Traders use turrets and private wires for speed, confidentiality, and guaranteed performance when they need it most. Turrets have a privacy/barge in buttons for a reason. Regulators and Financial institutions spend a fortune on compliance to prevent violations from alternative, unmonitored, unrecorded communications platforms such as social media communications services. Some financial firms have large global private networks larger than many service providers. Yet they and others use the public platforms of these collaboration providers. Ask yourself or better yet ask them:

  • Do they provide a recording interface to your private system?
  • How are you securely partitioned?
  • Do they record the video, shared screens, shared files, and chat?
  • Do they offer private infrastructure or hybrid cloud/data center deployments?
  • Do they offer any access method from analog to WebRTC?
  • How do they prevent phishing and social engineering attacks aimed at their own users?
  • How do they respond to compromised accounts?
  • How do they prevent data leaks?
  • How do their API’s prevent risk from malicious 3rd party apps?


This is the equivalent of PBX versus Centrex telephony. Public services simply cannot address it all and be all things to all people, the same way your business cannot.
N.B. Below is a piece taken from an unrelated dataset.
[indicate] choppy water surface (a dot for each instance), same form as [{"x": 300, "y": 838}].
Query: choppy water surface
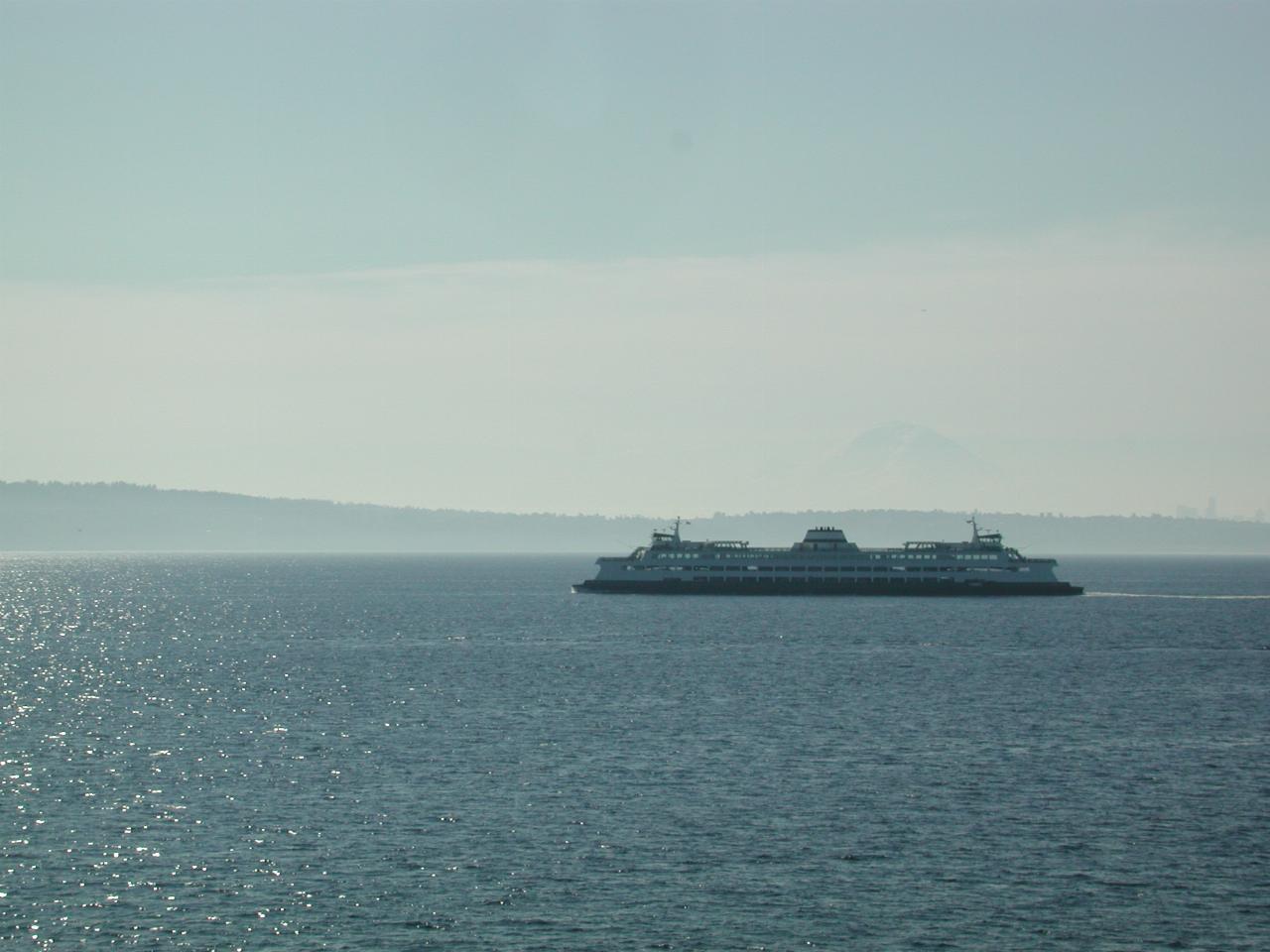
[{"x": 295, "y": 753}]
You need a private service that inherently locks out the public and provides a secure platform that is built for secure, compliant business. One such service is XOP Networks ConferWeb collaboration platform which ticks each of these boxes. The ConferWeb platform is designed for deployment behind the secure firewalls of an enterprise, thereby ensuring that the security of end user’s collaboration experience is not impacted by the vagaries of the service provider networks. Additionally, their Universal Services Node (USN) provides the any to any protocol conversion that can securely bridge all parties from analog to WebRTC and integrates your existing IAM tools such as LDAP. These mature technologies are out there waiting to be exploited and have been in use in the financial and command and control markets supporting critical infrastructure and services for over 20 years.



In the introduction, my contempt is not for Lean or Agile methodologies in software development or even in faster, leaner more general projects. It is for poor leaders who try to rationalize expediency and frugality with the philosophy du Jour which they do not fully understand and use as air cover for bad practices. Do you think the CEO of Wendy’s now fully comprehends the meaning of surge pricing? Buzzwords and viral trends are not a substitute for experience, knowledge, leadership, management, oversight, governance, and plain hard work. The concept of a minimum viable product is solid, depending upon how minimum viability is defined. And for more mature products, we see that poor process and supervision, most likely due to cost cutting, are still possible even for high tech giants.

While time to market is important, so is quality and service. Embracing error as a positive learning experience for your self-managed team simply does not work for critical infrastructure. You the customer pay the price for simplistic LinkedIn video sound bite management style. Critical communications simply cannot be allowed to fail! If your team does not understand that, then you may need a new team or a new team leader. Infrastructure must be highly available, fault-tolerant, tested prior to implementation of any expansion, patch, or upgrade, not have single points of failure, and be fully and instantly recoverable. How many of the 14,000 impacted Teams users do you believe got a live agent to help them on Saturday January 26th? Financial leadership means so much more than reducing expenses to meet an artificial target. There is an adage that you can it have good, fast, or cheap: pick any two. If you select fast and cheap, ask yourself if you are ready for your darkest secrets to be on CNBC tomorrow or for your customers to be down in the middle of a business day?


Bill Wagner is a financial industry technology consultant with over 30 years’ experience as an industry executive in hardware, software, engineering, operations, R&D, product development and introduction, and strategic development.